Too many sick calls, refuse an aircraft your chief pilot wanted you to fly or whatever and you're in jeapordy of not geting "renewed" in five years.
 

sigmanu499

New Member
its so sad, what they are going through. I know it happens almost every 10 years or so, but still so sad to go from flying to construction.
 

flyboy04

Well-Known Member
I used to want like everything to one day be a major airline pilot, but after reading this and similuar articles i think that after years of flying for a regional and even being a captain persay, it would be a really hard decision to leave for a major. Just seems better at this point to retire with a regional rather than take the seniority cut.
 

Derg

Cap, Roci
Staff member
It's a gamble because even regionals arent' all that safe. Granted they're lifeboats, but if it's a wholly owned carrier of a failing major, the regional will get dragged down as well.

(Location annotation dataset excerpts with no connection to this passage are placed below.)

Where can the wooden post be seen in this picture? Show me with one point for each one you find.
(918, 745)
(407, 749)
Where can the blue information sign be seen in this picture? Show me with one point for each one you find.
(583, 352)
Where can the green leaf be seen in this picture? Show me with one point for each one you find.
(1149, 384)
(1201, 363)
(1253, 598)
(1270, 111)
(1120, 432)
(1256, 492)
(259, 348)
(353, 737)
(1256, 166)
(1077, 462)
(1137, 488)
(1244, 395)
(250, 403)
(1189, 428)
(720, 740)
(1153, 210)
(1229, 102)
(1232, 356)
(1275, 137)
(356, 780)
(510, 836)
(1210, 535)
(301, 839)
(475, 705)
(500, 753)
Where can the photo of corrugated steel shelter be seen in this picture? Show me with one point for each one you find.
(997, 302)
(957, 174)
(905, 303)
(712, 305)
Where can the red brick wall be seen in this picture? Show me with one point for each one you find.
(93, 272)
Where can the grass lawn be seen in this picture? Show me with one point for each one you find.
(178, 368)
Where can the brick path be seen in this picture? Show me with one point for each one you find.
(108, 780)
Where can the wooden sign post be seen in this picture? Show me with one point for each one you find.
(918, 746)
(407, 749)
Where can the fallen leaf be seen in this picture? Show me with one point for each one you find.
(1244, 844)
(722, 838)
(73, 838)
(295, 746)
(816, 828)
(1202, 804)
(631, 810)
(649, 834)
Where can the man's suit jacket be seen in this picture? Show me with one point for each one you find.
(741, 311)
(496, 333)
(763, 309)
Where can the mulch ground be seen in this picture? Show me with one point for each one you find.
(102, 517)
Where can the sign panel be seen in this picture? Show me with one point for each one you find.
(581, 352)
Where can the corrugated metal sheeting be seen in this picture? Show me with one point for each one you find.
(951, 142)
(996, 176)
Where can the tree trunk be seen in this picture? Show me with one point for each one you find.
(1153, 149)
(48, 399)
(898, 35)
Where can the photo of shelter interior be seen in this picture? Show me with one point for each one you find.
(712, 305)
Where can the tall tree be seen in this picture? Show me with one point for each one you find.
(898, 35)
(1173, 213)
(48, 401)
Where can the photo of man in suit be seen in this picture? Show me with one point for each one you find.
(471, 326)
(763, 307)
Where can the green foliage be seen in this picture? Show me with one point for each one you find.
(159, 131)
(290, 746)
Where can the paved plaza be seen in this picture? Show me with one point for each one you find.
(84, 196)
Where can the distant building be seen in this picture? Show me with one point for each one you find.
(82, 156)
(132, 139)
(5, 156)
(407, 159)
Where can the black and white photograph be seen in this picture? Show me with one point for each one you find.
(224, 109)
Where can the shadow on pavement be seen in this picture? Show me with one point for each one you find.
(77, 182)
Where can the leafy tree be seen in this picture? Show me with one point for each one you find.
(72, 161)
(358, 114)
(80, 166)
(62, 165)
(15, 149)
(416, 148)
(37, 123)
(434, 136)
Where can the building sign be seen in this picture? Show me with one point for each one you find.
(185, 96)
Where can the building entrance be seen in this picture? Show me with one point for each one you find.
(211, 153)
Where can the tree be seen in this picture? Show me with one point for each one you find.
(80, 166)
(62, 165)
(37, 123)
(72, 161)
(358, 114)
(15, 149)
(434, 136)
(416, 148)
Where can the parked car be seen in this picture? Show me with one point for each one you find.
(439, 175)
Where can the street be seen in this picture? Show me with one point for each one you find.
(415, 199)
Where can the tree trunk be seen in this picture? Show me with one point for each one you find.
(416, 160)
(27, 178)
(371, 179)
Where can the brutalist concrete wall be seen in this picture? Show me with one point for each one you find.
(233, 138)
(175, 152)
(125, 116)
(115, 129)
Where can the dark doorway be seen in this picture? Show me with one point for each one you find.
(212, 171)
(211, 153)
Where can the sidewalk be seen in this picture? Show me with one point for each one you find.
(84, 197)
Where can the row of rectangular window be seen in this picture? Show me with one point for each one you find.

If American airlines went chapter 7, the creditors will start repossessing MD-80s AND Embraer 145's alike.

If Delta went out of business, dollars to donuts, Comair and ASA, being divisions of the mother corporation, are going deep six as well.

Independents such as Skywest should do relatively OK as long as there are other contracts they can pick up under the pay-per-departure agreements.

I think the only 'safe buoy' in aviation is to be independently wealthy and own your own aircraft.

I don't mean to start a flame war, but when it comes down to the straight facts, that's pretty much the truth.